Not surprisingly, European political imaginations, nourished by decades of social democracy, run a little wilder. In Germany, where higher education used to be free and tuition has existed only for a few years, Bavarian students responded to increases by taking to the streets and demanding the abolition of tuition. In Zagreb, students occupied a building for five weeks in response to tuition hikes, demanding “free education from primary school to doctorate.”

Even here, neoliberalism hasn’t completely foreclosed discussion of socialized higher education. Not many politicians want to go there yet–although John Edwards did, during the last Democratic primary. But if a movement demanded it, who knows what might happen? Why not demand that higher education be free? Why not take the meritocratic promise of this country at face value and try to make it real? A few groups are agitating for small reforms in the context of this far-longer-term goal. City College activists constantly remind their fellow students that the school used to be free. PHENOM, the Massachusetts coalition, “takes on short-term issues, pennies more for financial aid”–“win a little, lose a little,” as staff organizer Wulkan puts it. But PHENOM also published a paper advocating that community colleges be free and has been holding public events to discuss this demand. The group has even started talking to legislators about it. “They are receptive,” says Wulkan. “Though, of course they say, Not this year.”

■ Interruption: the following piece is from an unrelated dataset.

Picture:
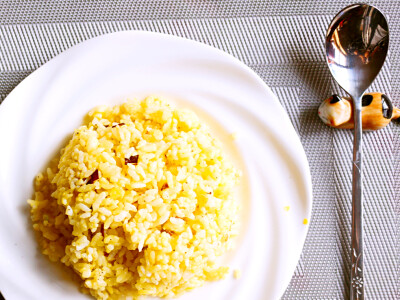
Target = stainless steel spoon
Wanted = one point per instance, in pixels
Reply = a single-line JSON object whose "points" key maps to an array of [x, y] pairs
{"points": [[356, 45]]}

There are excellent practical reasons to make college free, beginning with the Keynesian. “From the standpoint of stimulating the economy, it’s a no-brainer,” says Adolph Reed Jr., University of Pennsylvania political science professor and organizer of the Free Higher Ed! campaign, originated by the Debs-Jones-Douglass Institute, a think tank associated with the Labor Party. “It puts [government] money into play and creates jobs by expanding the number of people who will go to college.” More important, Reed says, “education is a social right, like healthcare.” (This is a premise Americans accept when it comes to younger kids: people had to fight for free high school in the early twentieth century, but we now take it for granted, and we would find the suggestion that only rich children deserve an education morally repellent.) To Reed, it’s uncivilized that we don’t have free higher education already. “To oppose it is to embrace a conviction that not everyone should be able to pursue an education, that it should be rationed by cost.” In any case, he argues, the “cost is so laughably low”: about $80 billion to make all public institutions free, much less than the recent bank bailouts.

This sort of vision–combined with demands that may sound more “reasonable” and be easier to achieve quickly–attracts young people to a movement. Asked what drew him to organize for the City College walkout, Jason King recalls coming to a meeting in the Morales/Shakur center–controversially named for two City College radicals accused of involvement in political violence in the 1970s. “I saw mad revolutionary type of shit,” King says, pointing to the banners celebrating rebels around the globe. “I’m in a very Renaissance stage of life,” he muses, “trying to figure out how the world works. Learning about this tuition increase, I realize I’ve been very naïve.”

For those not inclined to revolutionary flourish or philosophical exploration–although, of course, these in themselves are arguments for a college education–there’s always the democratic idealism of a Townsend Harris. Or the equally old-school American Dream. As student rep Gionni Carr puts it: “We are just trying to better ourselves.” Whatever the rhetoric, it’s about time we educated everyone.

Obama’s proposed reforms are a long way from this ideal, but they reflect a widespread hunger for affordable education. While no movement has yet emerged to force the president to be a real visionary, it’s not too bold to hope that his election signals a more thoughtful turn in American politics. Obama seems to embody, especially in contrast with his predecessor, the virtues of a great education. It is, then, a promising moment to make a case for higher learning and for universal opportunity. Says Wulkan, “There’s been a slight change in everyone’s understanding of the world.” That’s not a bad place to start.